It’s been 3 years to the exact day since I last found the Buff-rumped Warbler (Myiothlypis fulvicauda) here in San Antonio. This is a common resident warbler of stream beds, where it prefers a dark environment in which its bright rump shines almost like a beacon in the gloom. Despite suitable habitat in and near the village I have seen it only rarely close to my home.
The rump of birds on the Pacific side of the country is supposedly somewhat duller, but I have little experience with the species in that area. In the Turrialba area the Buff-rumped Warbler is easy to identify since the only other species with which it might remotely be confused is the Sulphur-rumped Flycatcher (Myiobius sulphureipygius). The latter is termed ‘fairly common’ by the field guides but there are relatively few sightings in the immediate Turrialba area (only one eBird sighting at CATIE (Botanical Garden) in the last 10 years. It is seen regularly each year a little farther away at Rancho Naturalista near Tuis, but I have still never bumped into it.

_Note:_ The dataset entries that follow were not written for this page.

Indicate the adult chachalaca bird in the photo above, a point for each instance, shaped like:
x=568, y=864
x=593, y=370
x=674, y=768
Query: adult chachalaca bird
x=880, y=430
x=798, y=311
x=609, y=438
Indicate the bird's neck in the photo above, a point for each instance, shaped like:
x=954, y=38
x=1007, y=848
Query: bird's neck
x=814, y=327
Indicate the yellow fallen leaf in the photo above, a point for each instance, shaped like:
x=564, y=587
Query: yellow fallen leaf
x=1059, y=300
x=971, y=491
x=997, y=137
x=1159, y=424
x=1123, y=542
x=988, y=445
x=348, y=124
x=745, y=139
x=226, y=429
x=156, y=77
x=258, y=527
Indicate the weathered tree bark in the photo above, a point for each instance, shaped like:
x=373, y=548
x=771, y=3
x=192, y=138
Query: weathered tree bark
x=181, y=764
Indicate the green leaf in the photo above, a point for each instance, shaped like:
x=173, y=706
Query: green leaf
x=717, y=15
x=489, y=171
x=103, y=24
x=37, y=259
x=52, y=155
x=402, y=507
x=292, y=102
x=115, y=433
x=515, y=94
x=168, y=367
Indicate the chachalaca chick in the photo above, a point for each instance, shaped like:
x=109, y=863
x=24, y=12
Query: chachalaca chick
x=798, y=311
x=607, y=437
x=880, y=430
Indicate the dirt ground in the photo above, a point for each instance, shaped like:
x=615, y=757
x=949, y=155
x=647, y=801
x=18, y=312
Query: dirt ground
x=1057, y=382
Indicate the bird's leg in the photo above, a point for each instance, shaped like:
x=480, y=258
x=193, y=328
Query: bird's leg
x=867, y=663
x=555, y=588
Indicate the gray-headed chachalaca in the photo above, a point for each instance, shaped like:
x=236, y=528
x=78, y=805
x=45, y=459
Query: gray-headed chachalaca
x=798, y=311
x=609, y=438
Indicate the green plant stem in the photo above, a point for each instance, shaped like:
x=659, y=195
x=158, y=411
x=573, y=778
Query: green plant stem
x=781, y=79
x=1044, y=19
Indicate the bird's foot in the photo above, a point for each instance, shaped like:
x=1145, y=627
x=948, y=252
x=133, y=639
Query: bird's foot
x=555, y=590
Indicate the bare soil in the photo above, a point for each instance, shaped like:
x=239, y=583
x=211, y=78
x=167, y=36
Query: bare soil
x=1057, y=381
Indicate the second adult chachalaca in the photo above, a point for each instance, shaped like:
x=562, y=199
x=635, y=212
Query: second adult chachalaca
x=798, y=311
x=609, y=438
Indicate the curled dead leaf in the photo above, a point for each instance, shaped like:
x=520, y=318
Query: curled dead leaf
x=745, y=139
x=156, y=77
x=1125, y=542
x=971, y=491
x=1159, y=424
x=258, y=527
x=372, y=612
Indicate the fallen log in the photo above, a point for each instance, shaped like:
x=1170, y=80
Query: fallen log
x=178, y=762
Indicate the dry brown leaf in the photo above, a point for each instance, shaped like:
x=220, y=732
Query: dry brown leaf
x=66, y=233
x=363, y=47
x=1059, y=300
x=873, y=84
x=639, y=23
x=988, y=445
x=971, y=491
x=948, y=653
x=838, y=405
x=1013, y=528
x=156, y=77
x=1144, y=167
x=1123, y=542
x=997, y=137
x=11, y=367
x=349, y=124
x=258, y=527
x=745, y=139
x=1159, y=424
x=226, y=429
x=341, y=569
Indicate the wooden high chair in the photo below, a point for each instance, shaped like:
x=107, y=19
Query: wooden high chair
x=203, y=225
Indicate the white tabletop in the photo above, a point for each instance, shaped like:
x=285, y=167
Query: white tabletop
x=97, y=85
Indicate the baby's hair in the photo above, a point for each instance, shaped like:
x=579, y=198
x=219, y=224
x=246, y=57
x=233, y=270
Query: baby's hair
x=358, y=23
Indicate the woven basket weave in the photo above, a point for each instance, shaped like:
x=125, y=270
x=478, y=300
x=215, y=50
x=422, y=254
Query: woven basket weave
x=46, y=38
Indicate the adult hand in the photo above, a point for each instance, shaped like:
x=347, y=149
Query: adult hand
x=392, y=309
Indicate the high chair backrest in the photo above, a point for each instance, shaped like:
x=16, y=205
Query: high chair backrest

The Buff-rumped Warbler is fairly easy to find in the Turrialba area. It wags its tail from side to side and has a loud, piercing call that often betrays its presence. Visitors should look for it near any suitable stream bed habitat. Here’s a close-up shot:
My surprise find this Christmas week was on Quebrada La Loca, don Martin’s forest patch. Habitat here is ideal but I generally find only Sunbittern and Fasciated Tiger-Heron at this locality. I saw only a single bird under the recently fallen huge tree that now spans the stream there. Interestingly it was gathering nesting material, behaving rather secretly as it did so. This is good evidence that I will in future be able to find the species just 5 minutes’ walk from the house.